📌 At what point will options-based exchange-traded funds begin to impact bitcoin
– The launch of U.S. spot bitcoin ETF trading was a landmark structural moment. The iShares Bitcoin Trust ETF (IBIT) has rapidly become one of the fastest-growing ETFs in history, attracting billions of dollars into the regulated instrument. Less discussed, but no less significant, has been the dramatic increase in IBIT options activity.
Over the past year, open interest in IBIT options has grown to multi-billion dollar levels. In some high-turnover sessions, activity approached the levels we are used to seeing on Deribit, a crypto exchange specializing in futures and options. A significant portion of bitcoin’s market convexity is now centered on U.S. equity-options exchanges, rather than OTC crypto exchanges.
This shift is important because it changes the transmission mechanisms of volatility.
Previously, volatility was largely driven by OTC perpetual futures. Price movements were driven by funding imbalances, rising leverage and chain liquidations.
ETF options trigger a different process.
When investors buy calls or puts on IBITs, dealers typically sell them and hedge the delta. If dealers get short gamma (which is often the case with investors’ net long options positions), they have to buy when the price rises and sell when it falls. Such hedging flows are procyclical by nature and can amplify fluctuations in the underlying asset.
Since IBIT holds physical bitcoin, hedging is not limited to the instrument. Arbitrage and the processes of unit creation and redemption shift ETF positioning to the underlying market. Bitcoin is increasingly involved in the same positioning mechanisms as stock indices.
The structure of ETF options markets, where investors are more likely to have a net long position in options, implies that dealers often accumulate a short range during periods of increased demand. This trend likely intensified during the February events, when volatility was low and crypto participants were accumulating protective (bearish) puts.
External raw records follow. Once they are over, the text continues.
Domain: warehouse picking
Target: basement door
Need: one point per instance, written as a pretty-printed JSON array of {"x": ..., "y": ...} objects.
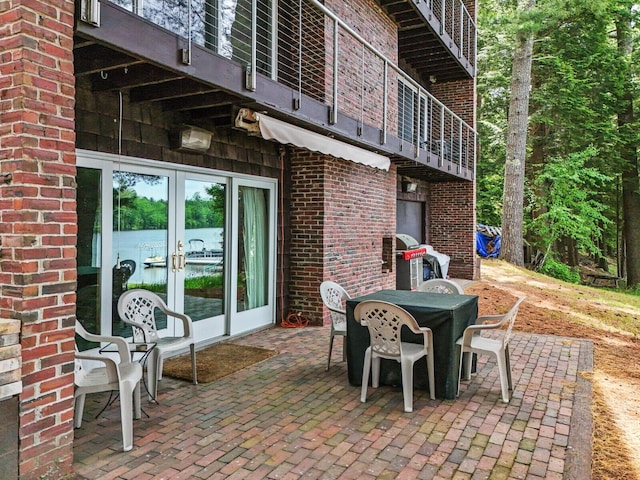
[{"x": 203, "y": 241}]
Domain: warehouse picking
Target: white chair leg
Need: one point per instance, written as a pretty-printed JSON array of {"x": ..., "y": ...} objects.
[
  {"x": 160, "y": 365},
  {"x": 366, "y": 368},
  {"x": 407, "y": 385},
  {"x": 79, "y": 409},
  {"x": 508, "y": 365},
  {"x": 460, "y": 370},
  {"x": 330, "y": 349},
  {"x": 126, "y": 416},
  {"x": 194, "y": 370},
  {"x": 430, "y": 371},
  {"x": 504, "y": 383},
  {"x": 137, "y": 408},
  {"x": 375, "y": 371},
  {"x": 468, "y": 362},
  {"x": 152, "y": 374}
]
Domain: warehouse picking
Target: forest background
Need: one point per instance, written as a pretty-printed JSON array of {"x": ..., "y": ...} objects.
[{"x": 579, "y": 184}]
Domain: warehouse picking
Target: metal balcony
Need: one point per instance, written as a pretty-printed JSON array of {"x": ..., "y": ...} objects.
[{"x": 298, "y": 61}]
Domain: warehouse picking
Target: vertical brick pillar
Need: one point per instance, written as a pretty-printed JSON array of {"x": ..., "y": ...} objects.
[
  {"x": 38, "y": 222},
  {"x": 452, "y": 225},
  {"x": 340, "y": 213}
]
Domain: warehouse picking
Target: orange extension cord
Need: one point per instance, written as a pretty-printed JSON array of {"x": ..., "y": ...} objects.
[{"x": 294, "y": 320}]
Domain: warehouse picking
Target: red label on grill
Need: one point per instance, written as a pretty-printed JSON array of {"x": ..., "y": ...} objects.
[{"x": 416, "y": 253}]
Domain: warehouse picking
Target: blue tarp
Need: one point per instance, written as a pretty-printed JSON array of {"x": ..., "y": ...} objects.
[{"x": 487, "y": 246}]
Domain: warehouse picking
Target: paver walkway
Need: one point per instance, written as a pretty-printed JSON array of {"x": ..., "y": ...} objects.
[{"x": 289, "y": 418}]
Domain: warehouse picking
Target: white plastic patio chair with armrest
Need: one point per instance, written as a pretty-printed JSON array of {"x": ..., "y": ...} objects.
[
  {"x": 137, "y": 307},
  {"x": 440, "y": 285},
  {"x": 334, "y": 298},
  {"x": 385, "y": 321},
  {"x": 121, "y": 376},
  {"x": 472, "y": 342}
]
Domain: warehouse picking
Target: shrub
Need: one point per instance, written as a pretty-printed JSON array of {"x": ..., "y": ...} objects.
[{"x": 555, "y": 269}]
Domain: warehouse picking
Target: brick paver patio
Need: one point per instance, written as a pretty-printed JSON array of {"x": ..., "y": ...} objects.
[{"x": 288, "y": 418}]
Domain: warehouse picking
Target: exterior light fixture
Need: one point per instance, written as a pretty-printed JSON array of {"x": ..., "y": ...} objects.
[
  {"x": 191, "y": 139},
  {"x": 408, "y": 186}
]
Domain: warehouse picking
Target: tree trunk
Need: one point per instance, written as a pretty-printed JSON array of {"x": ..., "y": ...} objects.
[
  {"x": 513, "y": 198},
  {"x": 630, "y": 173}
]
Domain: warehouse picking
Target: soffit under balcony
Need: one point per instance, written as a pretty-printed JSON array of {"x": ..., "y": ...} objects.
[
  {"x": 422, "y": 45},
  {"x": 209, "y": 92}
]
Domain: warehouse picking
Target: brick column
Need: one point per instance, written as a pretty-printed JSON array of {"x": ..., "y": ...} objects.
[
  {"x": 38, "y": 222},
  {"x": 340, "y": 213}
]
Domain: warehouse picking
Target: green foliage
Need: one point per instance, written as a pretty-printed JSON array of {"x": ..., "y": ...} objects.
[
  {"x": 555, "y": 269},
  {"x": 569, "y": 204}
]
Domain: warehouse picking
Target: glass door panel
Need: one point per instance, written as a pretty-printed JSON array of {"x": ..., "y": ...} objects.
[
  {"x": 140, "y": 238},
  {"x": 203, "y": 276},
  {"x": 253, "y": 258},
  {"x": 89, "y": 258},
  {"x": 253, "y": 247}
]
The sustained demand for options in a low volatility environment leads market makers to get short on “convexity” in both ETFs and external markets. When a breakout occurs, hedging flows can reinforce the feedback loop. The chart below shows a comparison of changes in IBIT options trading volume and observed BTC volatility during U.S. hours. This correlation has become more pronounced in recent weeks.
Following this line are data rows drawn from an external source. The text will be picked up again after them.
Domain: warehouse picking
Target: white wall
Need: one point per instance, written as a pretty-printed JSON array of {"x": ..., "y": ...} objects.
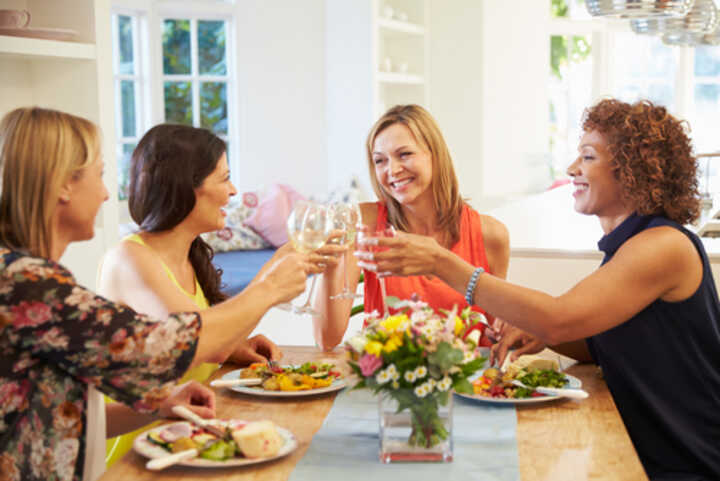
[
  {"x": 514, "y": 55},
  {"x": 281, "y": 73},
  {"x": 456, "y": 86}
]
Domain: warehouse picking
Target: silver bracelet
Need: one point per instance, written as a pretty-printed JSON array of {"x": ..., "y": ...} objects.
[{"x": 471, "y": 285}]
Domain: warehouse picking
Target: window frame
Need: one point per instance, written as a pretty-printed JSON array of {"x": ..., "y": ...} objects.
[{"x": 148, "y": 56}]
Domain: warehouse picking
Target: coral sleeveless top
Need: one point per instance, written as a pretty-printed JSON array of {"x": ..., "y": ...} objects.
[{"x": 435, "y": 292}]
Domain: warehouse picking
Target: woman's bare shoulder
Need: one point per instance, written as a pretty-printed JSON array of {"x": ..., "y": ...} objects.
[{"x": 368, "y": 211}]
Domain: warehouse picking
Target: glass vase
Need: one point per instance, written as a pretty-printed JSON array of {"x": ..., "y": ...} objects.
[{"x": 414, "y": 429}]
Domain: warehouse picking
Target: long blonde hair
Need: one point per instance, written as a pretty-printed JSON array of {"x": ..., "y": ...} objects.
[
  {"x": 40, "y": 150},
  {"x": 447, "y": 201}
]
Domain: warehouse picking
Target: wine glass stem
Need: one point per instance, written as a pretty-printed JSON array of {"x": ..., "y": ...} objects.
[
  {"x": 345, "y": 261},
  {"x": 383, "y": 291},
  {"x": 312, "y": 289}
]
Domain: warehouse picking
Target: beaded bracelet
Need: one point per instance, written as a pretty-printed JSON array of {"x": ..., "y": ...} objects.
[{"x": 471, "y": 285}]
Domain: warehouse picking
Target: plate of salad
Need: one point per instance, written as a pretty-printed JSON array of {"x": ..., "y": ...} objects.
[
  {"x": 213, "y": 449},
  {"x": 495, "y": 386},
  {"x": 289, "y": 381}
]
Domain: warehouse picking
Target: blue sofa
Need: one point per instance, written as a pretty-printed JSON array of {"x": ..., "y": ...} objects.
[{"x": 240, "y": 267}]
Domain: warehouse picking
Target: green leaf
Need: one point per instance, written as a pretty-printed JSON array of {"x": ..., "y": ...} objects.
[
  {"x": 462, "y": 385},
  {"x": 445, "y": 356}
]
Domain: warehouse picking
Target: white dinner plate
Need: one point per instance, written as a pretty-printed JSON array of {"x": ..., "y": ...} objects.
[
  {"x": 573, "y": 383},
  {"x": 336, "y": 385},
  {"x": 150, "y": 450}
]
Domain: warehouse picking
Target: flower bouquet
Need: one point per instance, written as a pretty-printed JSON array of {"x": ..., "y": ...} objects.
[{"x": 414, "y": 359}]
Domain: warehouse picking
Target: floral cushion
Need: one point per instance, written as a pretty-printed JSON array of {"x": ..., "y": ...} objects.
[
  {"x": 270, "y": 217},
  {"x": 235, "y": 235}
]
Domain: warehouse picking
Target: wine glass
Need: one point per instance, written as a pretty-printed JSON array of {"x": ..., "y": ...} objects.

Figure 1 shows how IBIT options volume and realized BTC volatility in the U.
S. have changed, noting the strengthening of their relationship in recent weeks.
To analyze this correlation more rigorously, we ran a regression of bitcoin realized volatility on lagged IBIT options volume, while accounting for BTC funding rates, stock performance (Nasdaq Composite), implied volatility (CBOE Volatility Index, or VIX), short-term interest rate changes, and U.S. dollar movements. The results suggest that IBIT trading activity meaningfully affects BTC volatility, even after controlling for broader macroeconomic factors.
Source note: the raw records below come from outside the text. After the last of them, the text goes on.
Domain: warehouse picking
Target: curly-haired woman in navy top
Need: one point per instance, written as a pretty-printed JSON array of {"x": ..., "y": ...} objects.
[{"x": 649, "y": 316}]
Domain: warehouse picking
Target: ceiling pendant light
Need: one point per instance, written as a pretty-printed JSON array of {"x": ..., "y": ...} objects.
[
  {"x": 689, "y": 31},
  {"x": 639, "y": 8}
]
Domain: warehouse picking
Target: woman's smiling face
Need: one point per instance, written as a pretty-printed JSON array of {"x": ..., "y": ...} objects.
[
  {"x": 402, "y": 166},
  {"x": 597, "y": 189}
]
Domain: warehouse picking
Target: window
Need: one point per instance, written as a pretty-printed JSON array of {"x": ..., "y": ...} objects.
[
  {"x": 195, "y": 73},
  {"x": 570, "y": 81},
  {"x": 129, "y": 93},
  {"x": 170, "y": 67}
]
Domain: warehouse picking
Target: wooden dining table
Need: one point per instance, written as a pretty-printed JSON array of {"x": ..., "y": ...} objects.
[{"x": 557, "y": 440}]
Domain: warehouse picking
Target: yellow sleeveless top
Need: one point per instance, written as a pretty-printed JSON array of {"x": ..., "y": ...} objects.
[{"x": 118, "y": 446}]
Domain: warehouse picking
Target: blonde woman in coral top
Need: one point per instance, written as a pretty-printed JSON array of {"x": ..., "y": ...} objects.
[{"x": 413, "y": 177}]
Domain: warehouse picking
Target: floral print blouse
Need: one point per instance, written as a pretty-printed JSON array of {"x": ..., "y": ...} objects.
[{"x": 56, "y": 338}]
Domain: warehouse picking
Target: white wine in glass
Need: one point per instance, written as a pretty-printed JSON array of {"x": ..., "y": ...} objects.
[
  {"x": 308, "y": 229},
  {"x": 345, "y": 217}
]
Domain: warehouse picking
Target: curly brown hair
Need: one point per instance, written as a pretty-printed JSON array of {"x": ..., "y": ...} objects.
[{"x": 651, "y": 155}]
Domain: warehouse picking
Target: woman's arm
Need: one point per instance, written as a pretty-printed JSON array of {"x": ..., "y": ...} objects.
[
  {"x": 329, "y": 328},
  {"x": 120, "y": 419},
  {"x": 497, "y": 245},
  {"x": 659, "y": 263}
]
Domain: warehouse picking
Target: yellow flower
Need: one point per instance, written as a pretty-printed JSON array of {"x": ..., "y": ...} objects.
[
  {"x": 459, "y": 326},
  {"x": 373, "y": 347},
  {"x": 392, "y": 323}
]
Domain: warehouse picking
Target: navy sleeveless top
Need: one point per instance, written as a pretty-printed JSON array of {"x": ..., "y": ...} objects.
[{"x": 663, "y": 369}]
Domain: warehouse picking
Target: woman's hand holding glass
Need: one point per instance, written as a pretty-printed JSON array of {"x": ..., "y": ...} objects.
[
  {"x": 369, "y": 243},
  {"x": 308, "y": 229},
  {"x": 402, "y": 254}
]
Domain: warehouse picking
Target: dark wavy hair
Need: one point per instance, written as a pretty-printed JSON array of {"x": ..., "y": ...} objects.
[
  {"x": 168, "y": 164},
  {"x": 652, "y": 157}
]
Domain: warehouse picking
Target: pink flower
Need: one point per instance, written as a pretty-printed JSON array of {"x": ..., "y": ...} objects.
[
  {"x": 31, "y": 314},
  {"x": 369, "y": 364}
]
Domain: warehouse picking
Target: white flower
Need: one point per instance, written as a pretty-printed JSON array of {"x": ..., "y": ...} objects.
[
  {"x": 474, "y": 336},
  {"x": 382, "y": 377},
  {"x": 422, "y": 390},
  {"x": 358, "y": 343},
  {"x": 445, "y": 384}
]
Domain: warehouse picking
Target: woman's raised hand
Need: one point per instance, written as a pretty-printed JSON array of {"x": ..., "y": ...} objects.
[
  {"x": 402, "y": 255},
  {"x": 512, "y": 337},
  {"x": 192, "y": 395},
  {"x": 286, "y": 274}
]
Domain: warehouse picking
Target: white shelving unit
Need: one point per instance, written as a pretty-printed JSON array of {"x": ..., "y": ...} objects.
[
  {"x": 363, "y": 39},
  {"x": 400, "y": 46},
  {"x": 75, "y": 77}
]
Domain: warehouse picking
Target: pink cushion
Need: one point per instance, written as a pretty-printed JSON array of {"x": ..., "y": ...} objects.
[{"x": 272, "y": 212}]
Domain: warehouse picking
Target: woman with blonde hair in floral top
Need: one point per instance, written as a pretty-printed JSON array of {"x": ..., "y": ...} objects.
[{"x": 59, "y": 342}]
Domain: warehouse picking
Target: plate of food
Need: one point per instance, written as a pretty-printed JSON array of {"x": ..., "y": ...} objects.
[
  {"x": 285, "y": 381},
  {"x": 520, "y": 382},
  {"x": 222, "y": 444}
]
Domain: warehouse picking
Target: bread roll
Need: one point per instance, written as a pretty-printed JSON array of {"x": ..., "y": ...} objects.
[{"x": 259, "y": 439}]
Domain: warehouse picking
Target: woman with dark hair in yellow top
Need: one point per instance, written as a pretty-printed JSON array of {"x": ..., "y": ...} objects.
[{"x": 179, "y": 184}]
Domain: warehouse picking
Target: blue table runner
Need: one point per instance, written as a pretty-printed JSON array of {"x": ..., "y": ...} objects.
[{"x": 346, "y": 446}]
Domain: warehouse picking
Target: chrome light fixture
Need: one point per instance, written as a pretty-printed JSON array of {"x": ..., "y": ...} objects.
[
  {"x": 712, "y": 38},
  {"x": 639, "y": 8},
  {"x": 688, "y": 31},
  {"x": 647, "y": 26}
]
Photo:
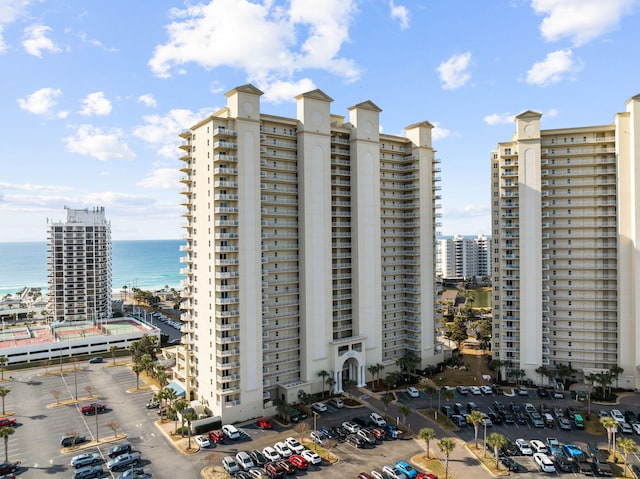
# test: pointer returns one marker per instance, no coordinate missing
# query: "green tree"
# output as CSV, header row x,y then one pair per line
x,y
427,434
3,392
496,441
3,363
627,446
611,426
446,446
5,432
475,418
324,375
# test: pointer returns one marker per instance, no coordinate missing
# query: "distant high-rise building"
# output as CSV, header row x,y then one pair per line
x,y
309,251
463,257
79,258
566,236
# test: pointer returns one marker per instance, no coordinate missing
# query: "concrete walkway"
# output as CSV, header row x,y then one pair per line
x,y
462,463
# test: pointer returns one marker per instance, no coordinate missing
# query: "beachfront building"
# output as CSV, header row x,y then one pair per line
x,y
463,257
79,263
565,239
309,251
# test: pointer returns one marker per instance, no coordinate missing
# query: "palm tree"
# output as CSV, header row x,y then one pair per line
x,y
611,425
3,392
427,434
496,441
324,375
446,446
113,350
475,418
5,432
627,446
3,362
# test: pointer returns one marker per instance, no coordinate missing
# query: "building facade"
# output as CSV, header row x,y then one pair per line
x,y
463,257
309,251
565,240
79,263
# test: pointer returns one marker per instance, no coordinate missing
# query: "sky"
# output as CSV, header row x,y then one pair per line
x,y
94,94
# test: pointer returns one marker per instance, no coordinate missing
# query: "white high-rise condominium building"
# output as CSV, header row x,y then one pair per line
x,y
566,264
463,257
309,251
79,259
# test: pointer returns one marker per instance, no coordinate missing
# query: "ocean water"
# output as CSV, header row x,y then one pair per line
x,y
144,264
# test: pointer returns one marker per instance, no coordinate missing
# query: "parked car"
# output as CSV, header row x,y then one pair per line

We divided the data into “before” and “after” the start of IBIT options trading. For each hour of the day (UTC), we measure how much the bitcoin price changed in that hour. We then express this as a fraction of the total daily volatility – so the sum of each column is 100% .
The highlighted interval (14:00-16:00 UTC) coincides with the peak of trading activity in the US, especially when US stock markets open. After that, the volatility of IBIT options becomes more concentrated during these American hours, which indicates that the bulk of price movements and hedging flows occur during the hours of maximum activity of American platforms.
An illustrative example is the collapse in early February. Bitcoin fell sharply during one of the strongest episodes of leverage reduction in recent years. However, IBIT showed net inflows of funds, not outflows, indicating a lack of panic among retail investors.